Data reported in publications were extracted by one reviewer and independently checked by a second reviewer. Study quality was assessed using suitable tools, such as Quality Assessment of Diagnostic Accuracy Studies-2 for diagnostic accuracy studies and the Cochrane Risk-of-Bias tool for clinical trials.

Evidence was synthesised using a narrative synthesis approach. The results of data extraction were presented in structured tables and as a narrative summary. A broad thematic synthesis was used to identify key issues arising from the extracted evidence. Due to the diversity of reporting across studies, meta-analysis was not feasible for any outcomes. One clinical trial provided its individual participant data; this was re-analysed for this report.

Economic analysis

Two cost-effectiveness reviews were conducted: (1) a review of remote monitoring devices for people with PD, and (2) a review of existing decision models evaluating treatments for people with PD. The titles and abstracts of all reports identified by the bibliographic searches were screened independently by two researchers. Key findings were summarised narratively.

A de novo decision-analytic model was developed to assess the potential health gains and costs associated with implementing remote monitoring in the NHS. The base-case analysis considers only the cost-effectiveness of PKG and Kinesia 360, which are compared on a pairwise basis with current standard of care (SoC). The cost-effectiveness of other remote monitoring technologies was explored in scenario analysis. Based on company information, real-world applications of PKG and expert clinical advice, the External Assessment Group (EAG) assessed two alternative monitoring strategies: (1) one-time use: remote monitoring implemented at model baseline and as a one-time aid to clinical assessment, and (2) routine use: remote monitoring used at every follow-up assessment (i.e. over the review period at regular intervals) to routinely assist clinical judgement.

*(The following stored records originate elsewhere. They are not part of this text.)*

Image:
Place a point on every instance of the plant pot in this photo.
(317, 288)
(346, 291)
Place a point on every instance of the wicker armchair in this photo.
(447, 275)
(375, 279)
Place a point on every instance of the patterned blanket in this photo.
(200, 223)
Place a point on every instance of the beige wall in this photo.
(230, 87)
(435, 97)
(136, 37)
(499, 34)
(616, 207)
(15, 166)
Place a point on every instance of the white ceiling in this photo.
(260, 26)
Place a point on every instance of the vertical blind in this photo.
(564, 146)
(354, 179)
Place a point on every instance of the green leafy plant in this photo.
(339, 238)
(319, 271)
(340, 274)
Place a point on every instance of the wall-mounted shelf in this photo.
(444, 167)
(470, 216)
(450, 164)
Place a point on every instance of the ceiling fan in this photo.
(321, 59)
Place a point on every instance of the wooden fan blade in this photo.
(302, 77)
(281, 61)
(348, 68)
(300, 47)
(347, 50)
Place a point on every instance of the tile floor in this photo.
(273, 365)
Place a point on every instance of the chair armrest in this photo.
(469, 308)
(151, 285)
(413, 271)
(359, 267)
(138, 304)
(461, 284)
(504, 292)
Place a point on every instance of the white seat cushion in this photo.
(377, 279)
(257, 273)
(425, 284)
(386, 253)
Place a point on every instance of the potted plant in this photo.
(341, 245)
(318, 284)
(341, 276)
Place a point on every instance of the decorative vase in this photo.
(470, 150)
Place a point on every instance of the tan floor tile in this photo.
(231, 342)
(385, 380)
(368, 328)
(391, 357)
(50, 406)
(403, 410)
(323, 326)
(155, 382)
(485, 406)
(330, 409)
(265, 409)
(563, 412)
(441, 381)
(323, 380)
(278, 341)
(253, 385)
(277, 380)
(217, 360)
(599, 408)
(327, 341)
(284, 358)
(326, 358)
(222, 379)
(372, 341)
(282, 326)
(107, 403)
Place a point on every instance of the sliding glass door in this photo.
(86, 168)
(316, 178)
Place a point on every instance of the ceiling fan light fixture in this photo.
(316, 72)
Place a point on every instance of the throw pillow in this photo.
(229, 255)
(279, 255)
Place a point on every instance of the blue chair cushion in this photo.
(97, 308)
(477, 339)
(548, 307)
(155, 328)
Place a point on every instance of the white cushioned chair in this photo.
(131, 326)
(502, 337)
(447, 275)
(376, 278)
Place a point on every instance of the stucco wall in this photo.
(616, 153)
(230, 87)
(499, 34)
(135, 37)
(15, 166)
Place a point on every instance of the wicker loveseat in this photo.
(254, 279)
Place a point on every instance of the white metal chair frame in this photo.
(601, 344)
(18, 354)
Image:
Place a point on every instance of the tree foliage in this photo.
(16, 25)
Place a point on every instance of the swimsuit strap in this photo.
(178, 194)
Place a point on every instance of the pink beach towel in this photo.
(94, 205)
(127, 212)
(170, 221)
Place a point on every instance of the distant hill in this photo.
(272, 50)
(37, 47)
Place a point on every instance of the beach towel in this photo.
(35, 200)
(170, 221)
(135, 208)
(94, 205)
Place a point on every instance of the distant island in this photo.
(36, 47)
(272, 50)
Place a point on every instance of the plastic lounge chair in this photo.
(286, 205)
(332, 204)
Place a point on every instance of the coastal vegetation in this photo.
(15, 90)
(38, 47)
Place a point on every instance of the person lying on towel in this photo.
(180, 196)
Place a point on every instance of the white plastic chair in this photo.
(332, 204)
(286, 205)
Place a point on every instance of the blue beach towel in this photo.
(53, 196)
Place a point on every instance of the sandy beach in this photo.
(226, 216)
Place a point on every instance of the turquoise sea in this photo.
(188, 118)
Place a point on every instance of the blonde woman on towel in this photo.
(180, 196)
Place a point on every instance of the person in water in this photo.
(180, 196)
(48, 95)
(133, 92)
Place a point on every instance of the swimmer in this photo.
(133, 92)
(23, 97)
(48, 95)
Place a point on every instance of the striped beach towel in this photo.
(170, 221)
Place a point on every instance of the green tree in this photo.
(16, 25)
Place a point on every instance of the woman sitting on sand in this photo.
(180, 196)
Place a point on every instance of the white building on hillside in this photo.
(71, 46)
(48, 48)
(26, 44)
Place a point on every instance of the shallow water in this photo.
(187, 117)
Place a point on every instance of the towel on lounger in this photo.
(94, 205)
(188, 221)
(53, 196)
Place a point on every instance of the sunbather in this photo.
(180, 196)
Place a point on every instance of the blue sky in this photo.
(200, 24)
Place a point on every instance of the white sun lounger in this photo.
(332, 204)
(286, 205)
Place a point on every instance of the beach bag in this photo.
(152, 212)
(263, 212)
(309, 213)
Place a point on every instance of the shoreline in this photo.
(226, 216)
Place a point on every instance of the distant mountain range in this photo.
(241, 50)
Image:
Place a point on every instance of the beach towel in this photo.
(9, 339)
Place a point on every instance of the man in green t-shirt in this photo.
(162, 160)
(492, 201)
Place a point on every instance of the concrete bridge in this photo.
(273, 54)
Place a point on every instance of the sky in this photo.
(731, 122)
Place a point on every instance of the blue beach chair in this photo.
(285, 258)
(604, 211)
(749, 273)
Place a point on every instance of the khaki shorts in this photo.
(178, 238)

The EAG model was based on a Markov model structure, which sought to capture changes in the Movement Disorder Society-Unified Parkinson’s Disease Rating Scale (MDS-UPDRS) domain scale scores, as an indicator of the level of symptom control associated with the use of remote continuous monitoring devices relative to SoC. These changes in MDS-UPDRS were informed by the clinical literature and were linked to health-related quality of life to assess quality-adjusted life-year (QALY) changes associated with remote monitoring. The economic analysis also captured cost differentials between SoC and alternative remote monitoring strategies considering: (1) costs associated with using each remote monitoring device, (2) changes in levodopa-equivalent medication use, (3) implementation costs and (4) follow-up consultations. The costs applied were independent of MDS-UPDRS scores modelled. Changes in levodopa-equivalent medication were, however, informed by the relevant clinical effectiveness literature so as to align with the applied treatment effects.

Clinical effectiveness results

Seventy-seven studies of clinical effectiveness were included in the systematic review. There were 57 studies of PKG. The diagnostic accuracy studies suggested that PKG has good accuracy for assessing bradykinesia, dyskinesia and tremor, but lower accuracy to detect sleep disturbance. Studies reporting changes in management found that PKG provided additional information leading to a change in the clinical management plan in 31.8–79% of patients (depending on study), most commonly an increase in treatment dose.

One non-randomised comparative trial of 162 patients provided individual participant data to the EAG. The results show that the use of PKG appears to improve UPDRS scores, particularly UPDRS III (by around 3.1 points) and UPDRS IV (by around 1.2 points). This is likely to be because PKG use is reducing time with bradykinesia (by 2.1 percentage points) dyskinesia (by 1.5 percentage points) and tremor (by 0.6 percentage points), although none of these reductions achieved statistical significance. The trial data suggested that PKG use predominately improves symptoms (particularly bradykinesia and UPDRS scores) in people who were not ‘in target’ and whose condition was not adequately controlled. Other trials reporting clinical outcomes were not comparative, but generally supported the evidence that PKG use improves UPDRS scores.

Patient opinion was broadly supportive of PKG use, particularly as a reminder to take medication. Patients mostly felt that PKG provided additional useful information on their symptoms (59–79% felt this), but clinicians were more equivocal; only 33–47% felt PKG provided additional information.

There were 15 included studies of the STAT-ON device. STAT-ON had high diagnostic accuracy to detect treatment ‘on–off’ times and bradykinesia, and high sensitivity but lower specificity to detect freezing of gait. There were no studies that presented evidence on the intermediate or clinical impact of STAT-ON.

There were three included studies for the Kinesia 360 motor assessment system. It had moderate-to-good diagnostic accuracy to detect bradykinesia, dyskinesia and tremor. Two small randomised controlled trials (RCTs, 64 patients) found some inconclusive evidence that Kinesia 360 improved UPDRS III and Parkinson’s Disease Quality of Life 39 Questions scores when compared to standard management.

One small cohort study (16 patients) of KinesiaU motor assessment system was included. The EAG consider this as too small to draw any meaningful conclusions.

For PDMonitor only one conference abstract and one small case study were included. The EAG consider this as insufficient to draw any meaningful conclusions.

Cost-effectiveness results

Estimated changes in UPDRS associated with PKG show that PKG is associated with small unfavourable changes in UPDRS domains I and IV. In consideration of these highly uncertain results, the base-case analysis considered two alternative efficacy configurations for PKG: (1) an unrestricted analysis (considering all UPDRS domains), and (2) a restricted analysis (considering only UPDRS domains III and IV).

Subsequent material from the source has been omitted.